UNIDENTIFIED MALE: That land’s their land. It’s their grandfather’s land. It’s their ancestors’ lands …
HIRSCHKORN: Topic number one, the Israeli-Palestinian conflict, and how it affects them personally.
UNIDENTIFIED FEMALE: I don’t have a problem that you will be my neighbor, but I have a problem if you will be — if you come and take my home.
HIRSCHKORN: Arguing over national boundaries and trading territory to avert future wars.
UNIDENTIFIED FEMALE: This doesn’t mean the settlers don’t want to get out and the government doesn’t want to force them.
UNIDENTIFIED MALE: Yes?
UNIDENTIFIED FEMALE: Yes. You want to be an independent country, right? Do why do you blame us?
HIRSCHKORN: When the conversation gets too heated, counselors find a way to calm everyone down.
CAMPERS: One, two, three!
(on camera): The philosophy behind Seeds of Peace is fairly simple. If you can understand that you can disagree with someone, even an enemy, and still live with them, that’s what peaceful coexistence is all about.
WALLACH: Hands up if you’ve made one real friend.
HIRSCHKORN (voice-over): This generation from the Middle East looks to leaders like Egypt’s Anwar Sadat or Israel’s Yitzhak Rabin, who were both assassinated after taking bold steps to make peace. These campers are learning to take small steps together.
MAMDOUH ZAKI, 14-YEAR-OLD EGYPTIAN: I was thinking the same thing like the Egyptians: We can never be friends with the Israelis. And the proof is we didn’t become friends at camp, we become friends at the playing.
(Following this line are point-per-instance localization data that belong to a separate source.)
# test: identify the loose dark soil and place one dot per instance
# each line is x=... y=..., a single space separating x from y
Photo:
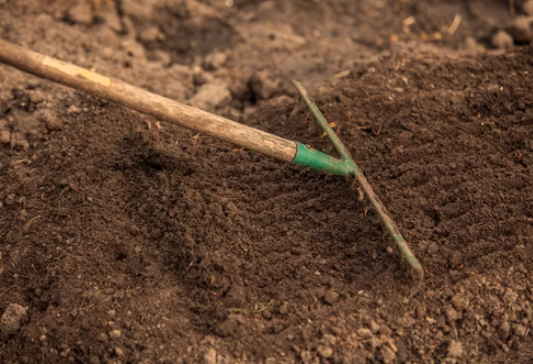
x=128 y=240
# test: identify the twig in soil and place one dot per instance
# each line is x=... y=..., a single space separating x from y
x=28 y=223
x=264 y=308
x=454 y=25
x=237 y=310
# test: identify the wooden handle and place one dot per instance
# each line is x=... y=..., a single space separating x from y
x=146 y=102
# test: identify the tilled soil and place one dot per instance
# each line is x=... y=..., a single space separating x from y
x=127 y=240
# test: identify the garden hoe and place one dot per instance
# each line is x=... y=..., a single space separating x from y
x=207 y=123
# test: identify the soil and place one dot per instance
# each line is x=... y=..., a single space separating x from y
x=128 y=240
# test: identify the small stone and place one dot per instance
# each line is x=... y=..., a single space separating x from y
x=73 y=109
x=451 y=315
x=227 y=328
x=87 y=294
x=364 y=334
x=115 y=334
x=519 y=330
x=102 y=337
x=52 y=124
x=385 y=330
x=5 y=137
x=460 y=302
x=355 y=357
x=330 y=297
x=283 y=309
x=10 y=200
x=151 y=34
x=4 y=107
x=11 y=320
x=519 y=29
x=325 y=351
x=387 y=355
x=509 y=297
x=455 y=349
x=528 y=7
x=81 y=13
x=200 y=77
x=337 y=331
x=216 y=60
x=210 y=357
x=236 y=297
x=502 y=40
x=267 y=314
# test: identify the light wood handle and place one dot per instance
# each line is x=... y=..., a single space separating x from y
x=146 y=102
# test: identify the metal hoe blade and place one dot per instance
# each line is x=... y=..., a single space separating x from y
x=417 y=273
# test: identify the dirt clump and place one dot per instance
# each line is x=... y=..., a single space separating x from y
x=127 y=240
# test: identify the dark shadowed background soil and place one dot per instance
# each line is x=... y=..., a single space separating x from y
x=124 y=239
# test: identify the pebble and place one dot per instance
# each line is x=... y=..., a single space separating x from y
x=267 y=314
x=455 y=349
x=283 y=309
x=5 y=137
x=509 y=297
x=325 y=351
x=216 y=60
x=210 y=357
x=528 y=7
x=364 y=333
x=200 y=77
x=81 y=13
x=11 y=320
x=451 y=315
x=433 y=248
x=519 y=29
x=459 y=302
x=519 y=330
x=502 y=40
x=115 y=334
x=387 y=355
x=52 y=124
x=385 y=330
x=330 y=297
x=103 y=337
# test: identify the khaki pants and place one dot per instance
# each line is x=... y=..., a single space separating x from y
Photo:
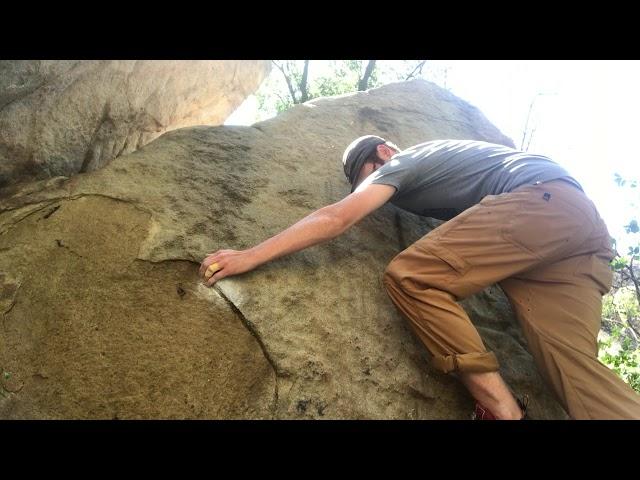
x=549 y=250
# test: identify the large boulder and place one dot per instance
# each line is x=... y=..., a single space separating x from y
x=104 y=315
x=64 y=117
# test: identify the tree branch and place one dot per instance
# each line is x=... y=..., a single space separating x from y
x=416 y=71
x=303 y=83
x=292 y=91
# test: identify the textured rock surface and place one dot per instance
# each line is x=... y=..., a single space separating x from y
x=109 y=249
x=64 y=117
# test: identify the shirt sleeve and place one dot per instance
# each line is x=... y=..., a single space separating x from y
x=399 y=172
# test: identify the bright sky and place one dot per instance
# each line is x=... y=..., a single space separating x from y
x=585 y=117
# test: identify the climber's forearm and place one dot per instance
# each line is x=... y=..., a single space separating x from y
x=320 y=226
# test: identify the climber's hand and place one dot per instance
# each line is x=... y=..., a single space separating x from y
x=225 y=263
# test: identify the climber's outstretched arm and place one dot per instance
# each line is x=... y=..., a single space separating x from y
x=320 y=226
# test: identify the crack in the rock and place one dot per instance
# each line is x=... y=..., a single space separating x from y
x=249 y=326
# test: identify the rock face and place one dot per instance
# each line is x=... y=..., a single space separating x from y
x=64 y=117
x=103 y=313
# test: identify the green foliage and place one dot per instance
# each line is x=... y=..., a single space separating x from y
x=282 y=89
x=620 y=348
x=618 y=353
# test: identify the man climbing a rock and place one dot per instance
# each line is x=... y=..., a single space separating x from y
x=512 y=218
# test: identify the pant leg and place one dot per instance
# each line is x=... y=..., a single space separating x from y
x=500 y=237
x=559 y=307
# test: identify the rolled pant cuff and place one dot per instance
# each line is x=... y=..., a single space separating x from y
x=467 y=362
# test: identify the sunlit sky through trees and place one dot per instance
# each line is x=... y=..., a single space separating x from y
x=584 y=116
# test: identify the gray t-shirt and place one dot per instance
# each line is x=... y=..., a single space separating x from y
x=442 y=178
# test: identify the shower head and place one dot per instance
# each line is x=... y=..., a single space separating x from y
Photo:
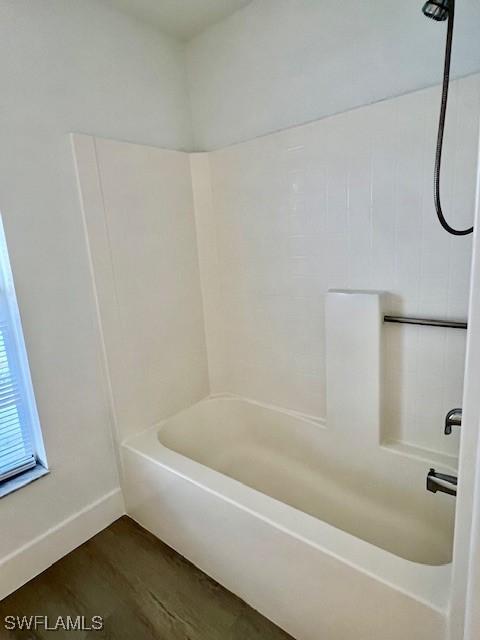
x=437 y=9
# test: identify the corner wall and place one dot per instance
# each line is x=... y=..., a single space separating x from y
x=69 y=66
x=280 y=63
SERGEI KHAZANOVICH, 15-YEAR-OLD ISRAELI: I actually—I’ve heard that I will have to shoot like—to make a war with the people that I met before, and I know that that isn’t the way. The war, that isn’t right.
HIRSCHKORN: Some campers have to overcome personal scars from the Arab-Israeli conflicts.
ABDUL JARWAN, 15-YEAR-OLD JORDANIAN: It entered from here and went out from this side.
HIRSCHKORN: Abdul, a Jordanian, was hit by a bullet fired by an Israeli soldier during a demonstration in Jerusalem when he was 6 years old.
JARWAN: From that time until I came to this camp, I extremely didn’t like Israeli people. I just hated them.
HIRSCHKORN: Now he has Israeli friends. Though mostly privately funded, Seeds of Peace is embraced by public leaders, each country’s government selecting the teams who go to the camp. A few, like Egyptian Tamer Nagy, have returned year after year to work there.
TAMER NAGY, COUNSELOR, SEEDS OF PEACE: After yelling and arguing for a week or two, you’ve yelled all you could, you’ve said everything you have to say, and then you get to the point when you can really start to learn how to listen to the other side.
HIRSCHKORN: In this Idyllic setting, where the water is called Lake Pleasant, where the kids where the same uniform and play on the same team, it’s easier to pull for the same goal. The real work comes when they go home.
WALLACH: This is a movement. It isn’t just a summer.
HIRSCHKORN: There are now more than 2,000 Seeds of Peace veterans, who the camp hopes will emerge among the next generation of Middle East leaders.